Is Cybersecurity a Public Good
Full Title of Reference
Is Cybersecurity a Public Good? Evidence from the Financial Services Industry
Benjamin Powell, Is Cybersecurity a Public Good? Evidence from the Financial Services Industry, 1 J. L. Econ. & Pol'y 497 (2005). Web
- Threats and Actors: Financial Institutions and Networks
- Issues: Economics of Cybersecurity; Supply Chain Issues; Incentives; Information Sharing/Disclosure; Public-Private Cooperation
After September 11th many government officials have become concerned with the possibility of terrorists launching attacks on the U.S. through the internet. Cybersecurity in industries that form our economy's “critical infrastructure” have been of particular concern. This paper examines the economics of cybersecurity. The economics of externalities, public goods, market failure, and government failure are all explored as they relate to cybersecurity. The financial services industry is clearly an area of critical infrastructure in our economy. This industry provides a case study to examine whether the market is providing the efficient level of cybersecurity or whether government intervention is required.
Some key points:
- If the costs of the security are high, the private benefits low, and the public benefits high, then firms will under-provide cybersecurity on the market. If the costs are low and private benefits are high, then firms will generally provide close to efficient levels of cybersecurity despite
some positive externalities.
- If cybersecurity were a purely public good, we would not see the private sector devoting so many dollars, employees, and planning resources or employing so many technologies to provide cybersecurity. There must be enough of a private return to cybersecurity to cause firms to invest so much in it. If the publicness characteristics of cybersecurity were very troubling, we would not likely see the industry continue to devote more resources to security. In general, firms do not appear to be free riding or holding off for other companies to innovate.

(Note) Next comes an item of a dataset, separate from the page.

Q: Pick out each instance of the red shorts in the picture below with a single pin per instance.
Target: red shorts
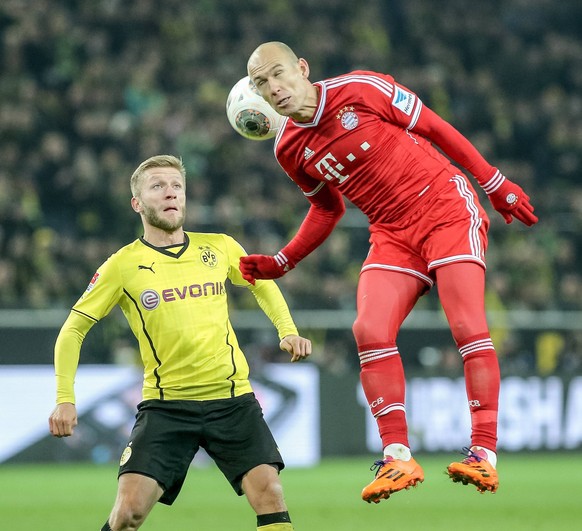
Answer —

- The key to potential market failures in information sharing is that the firm sharing the information does not benefit from sharing. This problem can be solved or at least reduced with appropriate incentive devices. Many information-sharing groups are private and can exclude non-members. With the ability to kick out members suspected of holding back information, incentives for sharing would improve. Other positive monetary incentives for sharing could also be offered. While the potential for free riding and underprovision of information sharing exists, there are benefits to be had by private groups if they can create the right incentive structure.
- The market is often accused of underproviding security, but overprovision, in which security spending exceeds the expected value of losses from
breaches, is likely to occur when government regulators determine the level of security.
- Former homeland security czar Tom Ridge stated the problem by saying, “Anywhere there is a computer…whether in a corporate building, a home office or a dorm room… if that computer isn’t secure, it represents a weak link. Because it only takes one vulnerable system to start a chain reaction that can lead to devastating results.” If his statement is true and literally any unsecured computer poses a threat, then U.S. policymakers cannot correct the public good problem of cybersecurity. For U.S. policy to be effective, the externality would have to be external to individual firms and users but internal to the United States.